Task 2 — Localization and Control
The drone hovers at a position and moves in a 1×2 m rectangle while maintaining a certain height. The requirements are:
- Localization: pose estimation of an ArUco marker
- Controls: PID for position and height control
- Trajectory: defines the path for the drone
We used a Logitech BRIO 4K camera (1080p, 60 fps) and a 45×45 mm, 4×4-bit ArUco marker (ID 0).
Localization
The pose-estimation process is as follows:
- Calibrate the camera to compute its intrinsic matrix and distortion coefficients.
- Detect the markers using OpenCV’s ArUco library.
- Transform the point to the camera’s coordinate frame by computing the extrinsic matrix via
solvePnP(). - Correct the noisy height estimate using machine learning to make readings accurate enough for optimal height control.
The classical method gave accurate x and y positions, but height estimates were only satisfactory near the center of the camera’s FOV and quite erroneous near the boundaries. To improve accuracy, we brought machine learning into the picture.
Pose Correction using Machine Learning
For height correction, we prepared our own dataset using a Time-of-Flight (ToF) sensor and applied linear regression on the transformed pose to predict the drone’s height precisely. For better tolerance against noise and fluctuation, we introduced a Kalman Filter that fuses the current IMU acceleration with the regression-based pose estimate to provide the final pose to the controller. Other than smoothing data, it also guards against failure cases such as the camera failing to localize the drone.
Control
PID controls movement in the x, y, and z directions, estimating roll, pitch, and thrust to achieve the desired coordinates. Any change in the pitch and roll changes the direction of the thrust force, causing erroneous movement; to counter this, the component of thrust along the z-direction is taken, and the drone’s coordinate system is transformed into the camera’s frame using yaw values. We used trackbars to dynamically tune PID values and matplotlib to continuously visualize the system’s state and target.
Trajectory
To move the drone in a 1×2 m rectangle, we wrote a function that returns a list of waypoints, with all movement controlled by PID. The path is broken into chunks; a function continuously checks whether the next checkpoint has been reached by comparing it with the drone’s current coordinates, then updates the step and next coordinate until the final destination is reached.
Task 3 — Swarming
Task 3 asked us to control a follower drone that traces a similar path to the primary drone from Task 2. Our solution was to use multi-UAV flocking algorithms to achieve accurate following.
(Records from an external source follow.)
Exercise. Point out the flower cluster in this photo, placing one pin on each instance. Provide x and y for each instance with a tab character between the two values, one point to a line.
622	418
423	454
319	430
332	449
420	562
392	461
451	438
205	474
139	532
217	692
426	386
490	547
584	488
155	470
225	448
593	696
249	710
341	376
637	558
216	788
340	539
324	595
The three simple rules, in the context of our task, are:
- Alignment — the follower attempts to move in the average velocity direction of the primary drone.
- Cohesion — the follower attempts to move toward the average position of the primary drone.
- Separation — the follower attempts to move away if it gets too close to the primary drone.
Alignment
align(self, target):
desiredVelocity = target.Velocity()
steerForce = Vector.sub(desiredVelocity, currentVelocity)
steerForce.limit(maxforce)
self.applyForce(steerForce)
Cohesion
cohesion(self, target):
relPosition = target.Position() - self.Position()
steerForce = Vector.sub(relPosition, target.Velocity())
steerForce.limit(maxforce)
self.applyForce(steerForce)
Separation
separation(self, target):
relPosition = target.Position() - self.Position()
distance = relPosition.Magnitude()
if distance < threshold:
steerForce = -1 * relPosition
steerForce.limit(maxforce)
self.applyForce(steerForce)
Implementation
The entire algorithm was compiled into a simulation using PyBullet and a Gym environment. Due to time and hardware constraints, we could not transform the simulation into a hardware implementation; however, we achieved a highly accurate path-following algorithm that precisely guides the follower drone along the correct trajectory.